GGUF Quantization¶
Overview¶
GGUF support loads pre-quantized diffusion transformer weights while keeping the rest of the pipeline on the base Hugging Face checkpoint. Use the base model for tokenizer, text encoder, scheduler, and VAE, then pass the GGUF file for the transformer.

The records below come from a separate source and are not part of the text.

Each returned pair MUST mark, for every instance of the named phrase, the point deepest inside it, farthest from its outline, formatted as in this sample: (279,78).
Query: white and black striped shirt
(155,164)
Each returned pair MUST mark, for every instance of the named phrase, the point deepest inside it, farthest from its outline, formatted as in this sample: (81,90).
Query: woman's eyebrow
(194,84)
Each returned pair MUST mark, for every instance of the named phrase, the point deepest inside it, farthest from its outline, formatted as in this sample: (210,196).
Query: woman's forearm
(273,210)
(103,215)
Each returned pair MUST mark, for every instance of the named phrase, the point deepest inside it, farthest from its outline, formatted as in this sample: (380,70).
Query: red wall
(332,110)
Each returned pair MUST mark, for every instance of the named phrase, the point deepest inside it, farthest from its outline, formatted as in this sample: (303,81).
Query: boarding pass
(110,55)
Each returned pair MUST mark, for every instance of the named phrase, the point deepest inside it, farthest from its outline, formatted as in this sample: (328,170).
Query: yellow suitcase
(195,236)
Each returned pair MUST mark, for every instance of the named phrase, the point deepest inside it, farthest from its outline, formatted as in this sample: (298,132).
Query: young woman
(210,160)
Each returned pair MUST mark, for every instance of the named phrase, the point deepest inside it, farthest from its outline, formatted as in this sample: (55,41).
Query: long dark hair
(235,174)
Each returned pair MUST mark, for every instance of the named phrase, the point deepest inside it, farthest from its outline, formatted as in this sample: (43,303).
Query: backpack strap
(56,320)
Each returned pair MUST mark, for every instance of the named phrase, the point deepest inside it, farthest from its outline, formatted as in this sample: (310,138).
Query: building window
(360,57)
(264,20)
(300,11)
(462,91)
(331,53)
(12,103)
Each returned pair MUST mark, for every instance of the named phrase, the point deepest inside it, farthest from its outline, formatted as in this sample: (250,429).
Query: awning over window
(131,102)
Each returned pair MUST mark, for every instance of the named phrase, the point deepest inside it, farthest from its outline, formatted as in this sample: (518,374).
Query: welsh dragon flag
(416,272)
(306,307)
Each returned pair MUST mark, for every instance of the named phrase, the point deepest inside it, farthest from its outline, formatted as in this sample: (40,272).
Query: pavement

GGUF is static quantization: the quantized weights are produced before serving.
Hardware Support¶
| Device | Support |
|---|---|
| NVIDIA Blackwell GPU (SM 100+) | ✅ |
| NVIDIA Ada/Hopper GPU (SM 89+) | ✅ |
| NVIDIA Ampere GPU (SM 80+) | ✅ |
| AMD ROCm | ⭕ |
| Intel XPU | ⭕ |
| Ascend NPU | ❌ |
Legend: ✅ supported, ❌ unsupported, ⭕ not verified in this guide.
Model Type Support¶
Diffusion Model (Qwen-Image, Wan2.2)¶
| Model | HF base model | GGUF input | Scope | Adapter |
|---|---|---|---|---|
| Qwen-Image family | Qwen/Qwen-Image, Qwen/Qwen-Image-2512, edit and layered Qwen-Image pipelines | Local .gguf, repo/file.gguf, or repo:quant_type | Transformer only | QwenImageGGUFAdapter |
| Wan2.2 | Wan2.2 diffusion pipelines | Not validated | Transformer only | No validated adapter listed |
| Z-Image | Tongyi-MAI/Z-Image-Turbo | Local .gguf, repo/file.gguf, or repo:quant_type | Transformer only | ZImageGGUFAdapter |
| FLUX.2-klein | black-forest-labs/FLUX.2-klein-4B | Local .gguf, repo/file.gguf, or repo:quant_type | Transformer only | Flux2KleinGGUFAdapter |
Generic FLUX.1 GGUF checkpoints are not listed here; the implemented adapter is for the FLUX.2-klein path.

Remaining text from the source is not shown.